Severance and the Prisoner of Tomorrow

Sunday, July 10, 2022

Comments: 1   (latest 3 days later)

Tagged: severance, tv, be seeing you, television, the prisoner

I normally avoid subscription TV, but my new phone came with three months of free Apple-watching, so I watched Severance. Also Fraggle Rock and Foundation. But Severance is the one to talk about.

(Big ol' SPOILERS for Severance, if that wasn't clear. Read this post after you've finished watching the first season.)

It doesn't take a lot of digging to connect Severance to The Prisoner. If the paranoia, surveillance, off-key horror of daily minutiae, and aseptic surrealism didn't tip you off, you probably caught Helly's last line in the last episode: "We're prisoners--"

Come to think of it, isn't that also the point of the red pajamas in the opening credits? It must be a prison jumpsuit. Just realized that.

But I think there's more to this than a few in-jokes. Severance is aesthetically a tribute to The Prisoner (1967), but it's thematically a reboot-done-right of the 2009 remake miniseries, also called The Prisoner.

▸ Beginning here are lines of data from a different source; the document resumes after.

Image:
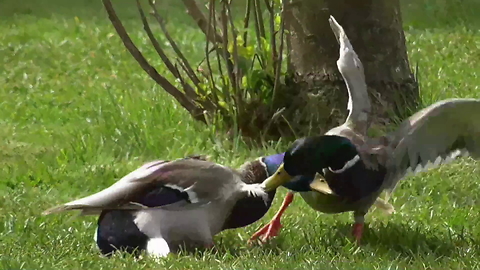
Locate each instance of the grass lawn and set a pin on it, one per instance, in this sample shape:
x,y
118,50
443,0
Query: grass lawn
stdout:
x,y
77,113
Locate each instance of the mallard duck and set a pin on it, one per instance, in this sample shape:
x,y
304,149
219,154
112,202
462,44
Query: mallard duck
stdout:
x,y
357,169
164,205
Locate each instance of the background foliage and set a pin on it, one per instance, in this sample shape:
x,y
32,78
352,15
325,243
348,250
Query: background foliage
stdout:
x,y
77,113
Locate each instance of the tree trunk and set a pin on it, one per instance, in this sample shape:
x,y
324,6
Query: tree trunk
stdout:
x,y
374,28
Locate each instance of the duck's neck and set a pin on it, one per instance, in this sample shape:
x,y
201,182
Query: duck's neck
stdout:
x,y
273,162
298,183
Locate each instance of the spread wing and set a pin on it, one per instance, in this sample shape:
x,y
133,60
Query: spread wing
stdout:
x,y
158,184
436,135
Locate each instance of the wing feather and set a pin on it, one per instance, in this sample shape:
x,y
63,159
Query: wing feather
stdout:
x,y
436,135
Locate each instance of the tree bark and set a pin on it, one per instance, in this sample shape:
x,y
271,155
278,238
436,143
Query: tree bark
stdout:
x,y
374,28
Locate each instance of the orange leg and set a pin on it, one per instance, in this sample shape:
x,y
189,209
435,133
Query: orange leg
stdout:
x,y
357,229
271,229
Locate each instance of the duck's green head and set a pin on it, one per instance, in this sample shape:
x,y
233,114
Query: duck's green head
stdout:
x,y
308,156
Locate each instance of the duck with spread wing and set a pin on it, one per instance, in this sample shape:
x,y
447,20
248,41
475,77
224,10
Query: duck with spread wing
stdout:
x,y
356,168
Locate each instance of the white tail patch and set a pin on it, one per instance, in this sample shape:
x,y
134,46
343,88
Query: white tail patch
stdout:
x,y
158,247
347,165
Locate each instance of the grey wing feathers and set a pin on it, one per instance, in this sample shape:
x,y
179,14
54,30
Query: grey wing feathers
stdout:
x,y
434,136
117,195
202,181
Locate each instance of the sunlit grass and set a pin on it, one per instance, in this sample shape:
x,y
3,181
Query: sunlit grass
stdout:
x,y
77,113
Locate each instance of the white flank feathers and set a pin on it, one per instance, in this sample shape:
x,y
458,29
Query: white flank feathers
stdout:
x,y
192,196
347,165
158,247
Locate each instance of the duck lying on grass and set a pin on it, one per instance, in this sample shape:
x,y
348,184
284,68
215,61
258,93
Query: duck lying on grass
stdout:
x,y
164,205
358,168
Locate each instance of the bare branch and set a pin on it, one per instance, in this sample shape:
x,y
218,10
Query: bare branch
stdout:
x,y
184,101
259,17
175,48
236,69
352,72
218,52
207,51
194,11
226,55
246,21
278,68
187,88
273,44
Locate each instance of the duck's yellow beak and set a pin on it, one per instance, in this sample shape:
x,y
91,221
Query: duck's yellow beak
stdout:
x,y
279,178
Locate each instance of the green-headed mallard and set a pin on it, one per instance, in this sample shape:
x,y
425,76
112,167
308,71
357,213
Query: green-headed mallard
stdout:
x,y
358,168
165,204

The 2009 show wasn't a success, despite Jim Caviezel and Ian McKellen. I wrote about it at the time. My conclusion was that McKellen was magnificent, Caviezel did a great job, the underlying cinematological gimmick was laser-gaze brilliant; but it wasn't The Prisoner. It wasn't memorable either. The 1967 show has a loyal and enduring fandom; the 2009 show vanished without a cultural ripple.

This is a bit of a pity. The 2009 show really did try to reconstruct the themes of the original for the (then-) modern era. Rather than the faceless manipulative forces of the Cold War nation-powers, we had the faceless manipulative forces of corporate America. Number Six has resigned from some kind of corporate data analyst job. It was the right approach; it just didn't do anything convincing with it.

Now Severance picks up the same theme -- with one new insight which pulls it all together. Your opponent, the new Number Two, isn't the Handler or the Boss. He's you. The modern dystopia of employment, after all, is the prison that you check yourself into every morning. The question hanging over your head is: "Why DON'T you resign?" What's stopping you? You are, Number Six!

Severance literalizes this and runs with it. That's what makes the show compelling as hell. The creepy white corridors and the goats and the waffle thing are the set dressing, and they're great, but they're not the show. The show is that, no matter how much you like your job, you're of two minds about it.

This still isn't The Prisoner. The original show gave us the solitary purity of perfect paranoia. Who do I trust? Nobody. Every relationship in Number Six's world is a trap and a betrayal. He only triumphs when he plays others better than they play him.

Severance doesn't go there. Oh, Cobel is a faceless enigma and Milchick is a creepily smiling one. Nobody trusts them, nor Graner or the Board or (whoops) Miss Casey. But the good faith of the MDR team is not really in question. The four protagonists are on the same side. And then the middle arc of the season demonstrates the same about Optics and Design. Lumon wants the teams to be hostile and suspicious of each other, but we know that Irving and Burt's love is pure. (Turturro and Walken are the big names of the cast, and their scenes together show why.)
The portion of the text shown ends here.